煩悩ラプソディ
第34章 君の瞳に恋してる/AN
衝撃の出会いから一夜明け、どうしてもこの事実を誰かに伝えたいと真っ先に向かったのは松潤の席。
昨日の出来事を興奮気味に伝える俺の話を、頬杖をついてうんうんと相槌を打ちながら聞いている。
「でさ、二宮くん実家があの辺らしくてさ!
しかもあのコンビニたまに行くって!」
「へぇ~」
「来月のイベント行きますって言ったらちょー喜んでくれたの!」
「ふぅん、そりゃ良かった」
「でさでさ握手もして貰ってさぁ!
もう手ぇ震えちゃっ、」
「相葉くん」
興奮の余り松潤の手をぎゅっと握った時、くい気味に名前を呼ばれ遮られた。
「…あ、ごめん」
「いやそうじゃなくて。
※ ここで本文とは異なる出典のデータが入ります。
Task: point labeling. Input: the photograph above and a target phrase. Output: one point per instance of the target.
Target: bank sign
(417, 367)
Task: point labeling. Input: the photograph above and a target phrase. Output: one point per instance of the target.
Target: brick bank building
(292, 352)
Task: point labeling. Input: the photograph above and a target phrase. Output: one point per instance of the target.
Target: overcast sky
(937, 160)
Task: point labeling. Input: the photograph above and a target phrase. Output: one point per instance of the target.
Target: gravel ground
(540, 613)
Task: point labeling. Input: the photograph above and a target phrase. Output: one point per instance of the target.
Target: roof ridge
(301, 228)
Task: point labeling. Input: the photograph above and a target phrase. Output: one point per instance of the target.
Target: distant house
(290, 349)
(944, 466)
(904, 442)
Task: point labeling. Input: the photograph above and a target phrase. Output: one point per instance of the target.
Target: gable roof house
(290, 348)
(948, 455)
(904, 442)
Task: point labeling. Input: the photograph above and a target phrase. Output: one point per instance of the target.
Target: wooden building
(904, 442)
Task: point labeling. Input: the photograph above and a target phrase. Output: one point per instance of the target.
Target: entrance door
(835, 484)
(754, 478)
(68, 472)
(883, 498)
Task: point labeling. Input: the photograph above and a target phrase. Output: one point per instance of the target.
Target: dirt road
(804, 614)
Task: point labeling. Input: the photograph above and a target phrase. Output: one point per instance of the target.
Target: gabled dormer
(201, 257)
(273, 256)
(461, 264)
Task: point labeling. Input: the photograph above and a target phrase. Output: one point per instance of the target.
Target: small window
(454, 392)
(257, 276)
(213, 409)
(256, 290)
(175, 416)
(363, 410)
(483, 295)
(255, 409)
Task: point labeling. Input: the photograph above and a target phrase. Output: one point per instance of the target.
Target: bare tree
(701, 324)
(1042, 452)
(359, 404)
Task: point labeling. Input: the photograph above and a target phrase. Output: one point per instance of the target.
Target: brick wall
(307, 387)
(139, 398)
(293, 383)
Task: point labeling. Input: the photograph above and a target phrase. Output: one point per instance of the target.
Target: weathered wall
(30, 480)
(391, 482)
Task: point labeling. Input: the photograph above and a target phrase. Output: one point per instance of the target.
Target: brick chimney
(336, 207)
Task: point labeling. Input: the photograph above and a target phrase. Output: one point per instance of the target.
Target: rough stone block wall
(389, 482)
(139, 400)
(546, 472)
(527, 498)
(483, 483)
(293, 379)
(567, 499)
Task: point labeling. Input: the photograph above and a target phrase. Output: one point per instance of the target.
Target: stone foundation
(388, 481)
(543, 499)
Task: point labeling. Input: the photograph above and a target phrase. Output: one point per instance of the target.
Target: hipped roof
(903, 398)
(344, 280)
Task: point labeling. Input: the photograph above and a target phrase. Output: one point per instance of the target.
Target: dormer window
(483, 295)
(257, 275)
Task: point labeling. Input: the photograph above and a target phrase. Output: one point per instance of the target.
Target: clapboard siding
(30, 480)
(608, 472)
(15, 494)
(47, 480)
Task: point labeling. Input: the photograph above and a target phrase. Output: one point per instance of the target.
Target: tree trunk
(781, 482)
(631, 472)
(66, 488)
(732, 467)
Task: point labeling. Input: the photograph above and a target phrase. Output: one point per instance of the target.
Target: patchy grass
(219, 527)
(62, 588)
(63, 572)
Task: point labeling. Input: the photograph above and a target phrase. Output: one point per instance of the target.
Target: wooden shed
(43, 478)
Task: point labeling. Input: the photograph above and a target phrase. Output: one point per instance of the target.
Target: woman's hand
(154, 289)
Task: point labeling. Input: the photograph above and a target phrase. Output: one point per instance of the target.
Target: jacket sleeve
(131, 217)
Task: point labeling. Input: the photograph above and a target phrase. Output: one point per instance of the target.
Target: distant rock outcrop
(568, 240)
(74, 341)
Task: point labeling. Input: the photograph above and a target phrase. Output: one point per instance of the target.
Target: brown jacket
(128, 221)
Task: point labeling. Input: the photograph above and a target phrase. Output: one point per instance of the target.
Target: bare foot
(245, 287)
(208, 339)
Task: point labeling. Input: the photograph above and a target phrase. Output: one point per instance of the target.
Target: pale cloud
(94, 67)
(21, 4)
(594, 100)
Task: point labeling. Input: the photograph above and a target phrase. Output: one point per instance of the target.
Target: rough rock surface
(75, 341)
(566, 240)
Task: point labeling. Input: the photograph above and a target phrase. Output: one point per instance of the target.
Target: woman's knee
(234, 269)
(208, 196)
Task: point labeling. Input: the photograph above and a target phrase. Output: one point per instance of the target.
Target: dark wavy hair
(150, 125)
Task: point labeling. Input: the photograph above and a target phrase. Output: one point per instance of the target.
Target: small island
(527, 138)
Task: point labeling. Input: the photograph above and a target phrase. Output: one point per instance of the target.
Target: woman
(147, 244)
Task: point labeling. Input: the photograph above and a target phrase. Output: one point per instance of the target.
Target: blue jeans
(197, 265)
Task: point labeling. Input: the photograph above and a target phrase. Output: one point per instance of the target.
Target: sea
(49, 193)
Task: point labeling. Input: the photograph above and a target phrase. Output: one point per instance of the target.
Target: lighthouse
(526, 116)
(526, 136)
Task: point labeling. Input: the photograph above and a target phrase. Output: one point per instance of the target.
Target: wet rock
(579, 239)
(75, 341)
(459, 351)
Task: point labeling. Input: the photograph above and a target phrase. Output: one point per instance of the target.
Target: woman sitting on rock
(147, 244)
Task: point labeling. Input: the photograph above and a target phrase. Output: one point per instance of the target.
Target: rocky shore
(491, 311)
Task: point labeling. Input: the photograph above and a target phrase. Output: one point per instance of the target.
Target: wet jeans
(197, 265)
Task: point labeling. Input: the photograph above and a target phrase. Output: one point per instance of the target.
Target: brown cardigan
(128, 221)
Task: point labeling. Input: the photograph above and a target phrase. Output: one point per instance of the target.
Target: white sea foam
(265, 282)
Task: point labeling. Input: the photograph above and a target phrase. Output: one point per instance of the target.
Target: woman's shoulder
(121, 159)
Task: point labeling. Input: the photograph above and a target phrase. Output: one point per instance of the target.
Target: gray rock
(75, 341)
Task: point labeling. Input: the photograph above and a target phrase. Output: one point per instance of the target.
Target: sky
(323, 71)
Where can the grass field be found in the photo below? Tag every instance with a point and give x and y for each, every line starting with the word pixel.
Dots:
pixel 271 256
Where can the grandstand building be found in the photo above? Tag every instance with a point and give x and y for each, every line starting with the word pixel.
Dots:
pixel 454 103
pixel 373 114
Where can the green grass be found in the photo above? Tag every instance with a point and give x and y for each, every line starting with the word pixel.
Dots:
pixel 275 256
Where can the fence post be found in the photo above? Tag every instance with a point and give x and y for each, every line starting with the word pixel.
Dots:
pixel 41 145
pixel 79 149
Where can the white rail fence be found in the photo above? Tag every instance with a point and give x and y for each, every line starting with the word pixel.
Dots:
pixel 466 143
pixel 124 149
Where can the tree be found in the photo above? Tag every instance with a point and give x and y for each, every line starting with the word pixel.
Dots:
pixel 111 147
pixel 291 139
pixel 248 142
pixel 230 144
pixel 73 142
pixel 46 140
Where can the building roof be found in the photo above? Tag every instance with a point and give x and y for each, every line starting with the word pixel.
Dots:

相葉くんさ、もちろん自分の立場分かってるよね?」
すぐに手をパッと離したけど、松潤が言いたかったのはそれじゃなかったみたいで。
その先の言葉を無言で待っていると、はぁと小さく溜息を吐かれた。
「あのね、本物の二宮くんに会えて嬉しいのは分かるけどさ、あっちだって仕事でやってんだからね?」
「…仕事、」
「そう、アイドルは二宮くんのお仕事なのね。
俺らに見せてる姿はアイドルの二宮くん」
「…うん」
「だから相葉くんはアイドルとしての二宮くんを応援してればいいの。
プライベートなんて知る必要ないでしょ」
「いやでもっ…」
反論しようとする俺に、眉間に皺を寄せていつも濃い顔をもっと濃くさせて続ける。
「つーかさ、この調子じゃ絶対あのコンビニに入り浸るよね?」
「っ…!」
「ほらね。だめだめ、絶対だめ。ファン以上の関係を望むとかぜーったいあり得ない」
手をひらひらとさせて顔を振る松潤に、ついに何も言えなくなってしまった。
松潤の言う通り、昨日出会ってから二宮くんとどうしても接点を持ちたいという想いが膨らんでいって。
とりあえずあのコンビニの常連になることが第一だと考えていた矢先、松潤から痛烈な批判を浴びてしまった。